Park Assist
The Problem
After I changed my car from a short Fiat 500 to a longer sedan, we had to peep over the hood and creep into the garage to be able to close the garage door. In fairness, we did get used to it pretty quickly and could park just fine, but hey, an engineer needs very little reason to work on fun weekend projects.
The Vision
I wanted to build a bot that:
- Turns on automatically when I open the garage door
- Guides me to just the right parking distance
- Looks visually appealing and intuitive to read
- Uses minimal energy and no ugly wall warts
- Stays cheap to build
Key Features
Power Parasite Design
I really wanted to avoid using a wall wart. Turns out the garage door opener sends 12V DC to power the infrared safety beam sensors. Perfect! I tapped into this to power both the brains and interrupt circuitry.
Sleepy Bot Architecture
The Arduino sleeps all day and only wakes up when the garage door opens. I use a powerful magnet on the garage door that travels past a reed switch, sending a pulse to ‘Interrupt 0’ (Digital Pin 2) to wake up the bot.
PAPI-Inspired Visual Guide
This was inspired by PAPI (Precision Approach Path Indicator)—a visual aid that helps pilots maintain the correct approach to an airport. As a huge MS Flight Sim fan, I loved the simplicity and intuitive design. I used a 10-bar LED display to mimic PAPI, with green LEDs flashing when you’ve reached optimal distance.
Smart Proximity Warnings
Too close to the wall? The green LEDs flash faster and faster as a warning.
Hardware-Based Distance Adjustment
New car? Need to change the parking distance? No reprogramming needed! Just park where you want, twist a screwdriver to adjust a resistor until the green LEDs flash, and you’re done.
Hardware List
- Arduino Nano V3 5V - Chinese knockoff from eBay Warning: Uses CH340G USB chipset, required some finagling on Mac
- Honeywell Reed Switch - From Amazon
- 10-Bar Red LED Display
- Various resistors, capacitors, and connectors - See Fritzing files for details
Project Complexity
Difficulty: 3/10 - Perfect weekend project that took about 4 days total to design, build, and code.
System Design
I split the system into three separate boards for optimal placement:
- Brains board - Can be placed anywhere convenient
- Visual display - Mounted high for visibility from the car
- Sensor board - Positioned low, aligned with the car’s front bumper
Step 1: The Brains Board
Schematic Design
The schematic shows all connections to the Arduino Nano. Fritzing is a fantastic tool for layout design—my final product looks almost exactly like the simulation.

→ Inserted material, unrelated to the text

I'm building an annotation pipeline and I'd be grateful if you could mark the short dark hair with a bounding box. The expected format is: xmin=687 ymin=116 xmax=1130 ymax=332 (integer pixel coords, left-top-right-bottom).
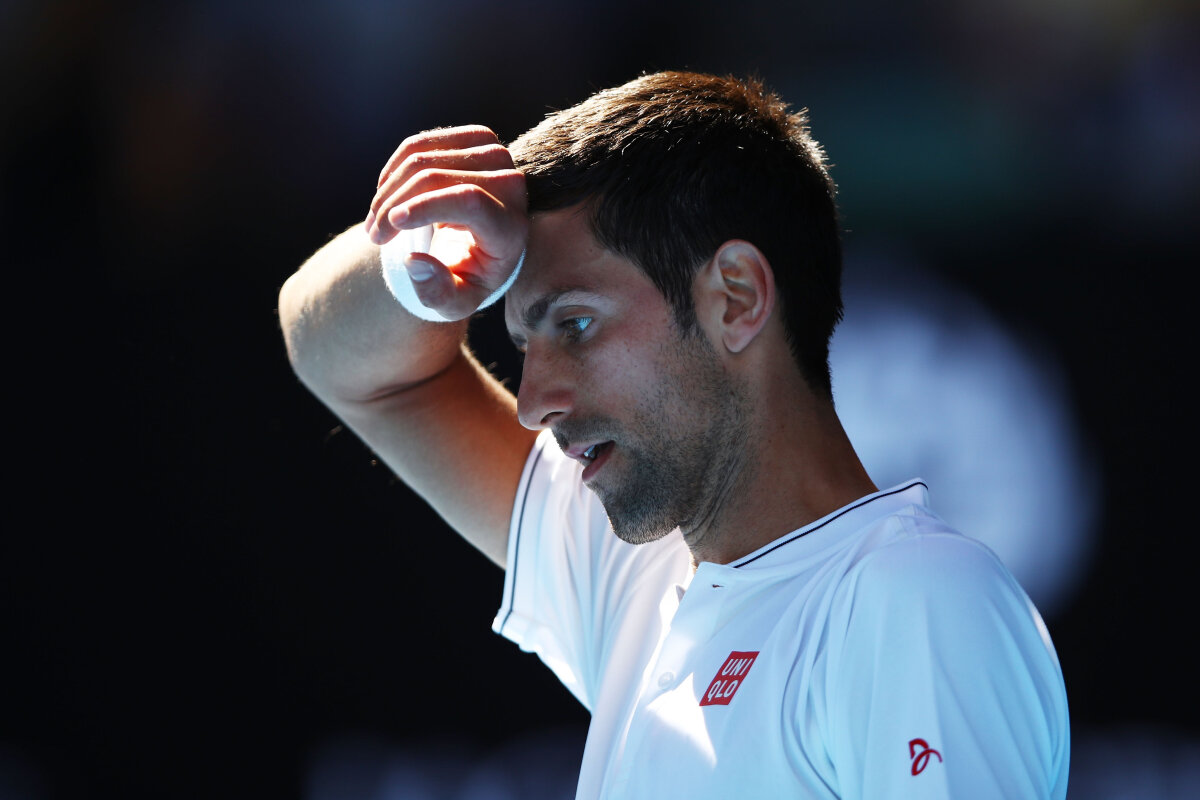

Step 2: Interrupt Circuitry
Power and Wake-Up System
The 12V from the garage door safety beam provides perfect power. I use 2-pin jumpers to:
- Send power to the brains
- Route through the reed switch for interrupts
The board uses a diode-capacitor combination where the capacitor helps debounce the switch.
Step 3: The Code
Required Headers
#include <interrupt.h>
#include <avr/io.h>
#include <avr/sleep.h>Main Functions
setup() - Sets pin modes
loop() - Does four main things:
Distance Control Reading
int sensorValue = analogRead(analogDistControl); int distMin = map(sensorValue, 0, 1023, 30, 100);Reads the variable resistor and calculates target minimum distance using
map(). This lets me adjust the parking distance with just a screwdriver!Distance Measurement
long distance = readDist();Calls
readDist()to get current distance to the wall.LED Display Logic
- Max distance capped at
distMax = 250→ callsshowmax() - Distance ≤
minDist→ callsshowmin() - Everything else → activates appropriate number of LEDs
- Max distance capped at
Sleep Management Checks if it’s time to sleep by comparing current
millis()withSLEEPDELAY.
Key Functions
readDist() - Returns average of 10 readings (configurable via numReadings). Max distance hard-coded to 250cm.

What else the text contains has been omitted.